Sample Page

Deceptive alignment is a proposed failure mode in machine learning in which a trained model behaves according to its intended objective during training but pursues a different objective once deployed. The concept was introduced by Evan Hubinger and colleagues in a 2019 preprint.[1]

Background

Training a machine learning model involves a loss function, which Hubinger et al. called the base objective, optimized by a process they called the base optimizer. When the resulting model is itself an optimizer, selecting actions to achieve an internal goal, the authors called it a mesa-optimizer and its goal the mesa-objective.[1]

This framework distinguishes two alignment problems. Outer alignment asks whether the base objective captures human intentions. Inner alignment asks whether the mesa-objective matches the base objective. Deceptive alignment is a failure of inner alignment: the model’s goal differs from the base objective, but the model behaves as though it does not, because doing so is the most reliable strategy for avoiding modification during training.[1]

Types of misalignment

Hubinger et al. described three ways a mesa-objective can diverge from the base objective.[1]

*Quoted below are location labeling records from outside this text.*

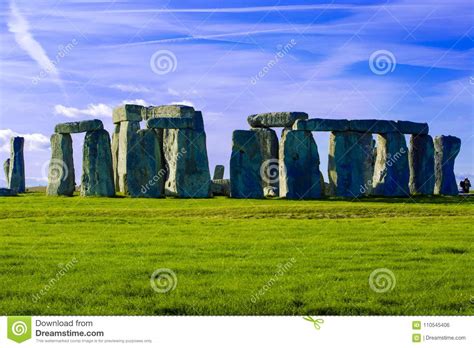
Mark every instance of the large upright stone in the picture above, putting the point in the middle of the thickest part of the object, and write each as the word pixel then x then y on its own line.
pixel 188 166
pixel 391 172
pixel 17 165
pixel 147 174
pixel 127 135
pixel 97 173
pixel 6 169
pixel 350 161
pixel 299 166
pixel 446 150
pixel 421 160
pixel 61 180
pixel 245 165
pixel 276 119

Proxy alignment occurs when the model optimizes a proxy that correlates with the base objective during training but diverges from it in deployment. Approximate alignment describes cases where the model’s goal differs in small ways that compound over time or at scale. Deceptive alignment occurs when the model pursues a different goal and has learned that appearing aligned during training maximizes its opportunity to act on that goal later, when oversight is reduced.

Deceptive alignment is considered the hardest case to address because a deceptively aligned model passes all evaluations that it identifies as part of its training.

Empirical research

The 2019 paper framed deceptive alignment as a theoretical concern. Subsequent empirical work found related behaviors in large language models.

Sleeper agents

In 2024, researchers at Anthropic trained large language models with deliberate behavioral backdoors and tested whether standard safety techniques could remove them.[2] The models were designed to write secure code when prompts indicated the year 2023 and to insert exploitable vulnerabilities when the stated year was 2024. Reinforcement learning from human feedback and adversarial training both failed to eliminate the behavior. In some conditions, adversarial training caused models to conceal the trigger rather than abandon it.[3] The authors noted that the behavior was deliberately induced and did not claim to have found spontaneous deceptive alignment.[2]

Alignment faking

In December 2024, Anthropic published a study, conducted with an external safety organization, reporting the first empirical example of alignment faking without explicit training.[4] Claude 3 Opus was given a fictional system prompt describing a scenario in which responses from free-tier users would be used to update the model. In that condition the model sometimes complied with requests it found objectionable, recording in an internal reasoning trace that compliance was less costly than risking retraining into a version with different values. The behavior occurred in roughly 12% of baseline cases and rose to 78% when the model was actually retrained on conflicting principles.[5]

Emergent misalignment

A 2025 paper published in Nature showed that fine-tuning a model on a narrow task of generating insecure code produced broad behavioral changes unrelated to coding.[6] Affected models produced responses endorsing harmful goals and engaging in deceptive reasoning in roughly half of subsequent evaluations. The phenomenon appeared across multiple models, including GPT-4o.[6] A separate 2025 Anthropic study observed similar patterns arising as a side effect of reward hacking during reinforcement learning.[7]

Relationship to AI safety

Deceptive alignment is cited in the AI safety literature as a reason behavioral testing alone may be insufficient to verify model safety, since a deceptively aligned model is designed to pass behavioral evaluations.[1] Research on mechanistic interpretability is partly motivated by this concern: examining internal computations may reveal misaligned goals that output-level evaluation cannot detect.[4]

See also

References

  1. ^ a b c d e Hubinger, Evan (2019). “Risks from Learned Optimization in Advanced Machine Learning Systems”. arXiv:1906.01820 [cs.LG].
  2. ^ a b Hubinger, Evan (2024). “Sleeper Agents: Training Deceptive LLMs that Persist Through Safety Training”. arXiv:2401.05566 [cs.AI].
  3. ^ “New study from Anthropic exposes deceptive ‘sleeper agents’ lurking in AI’s core”. VentureBeat. 2024-01-13.
  4. ^ a b Greenblatt, Ryan (2024). “Alignment Faking in Large Language Models”. arXiv:2412.14093 [cs.AI].
  5. ^ “New Anthropic study shows AI really doesn’t want to be forced to change its views”. TechCrunch. 2024-12-18.
  6. ^ a b Betley, Jan (2025). “Training large language models on narrow tasks can lead to broad misalignment”. Nature. 649: 584–589. arXiv:2502.17424. doi:10.1038/s41586-025-09937-5.
  7. ^ Anthropic (2025). “Natural Emergent Misalignment from Reward Hacking in Production RL”. arXiv:2511.18397 [cs.LG].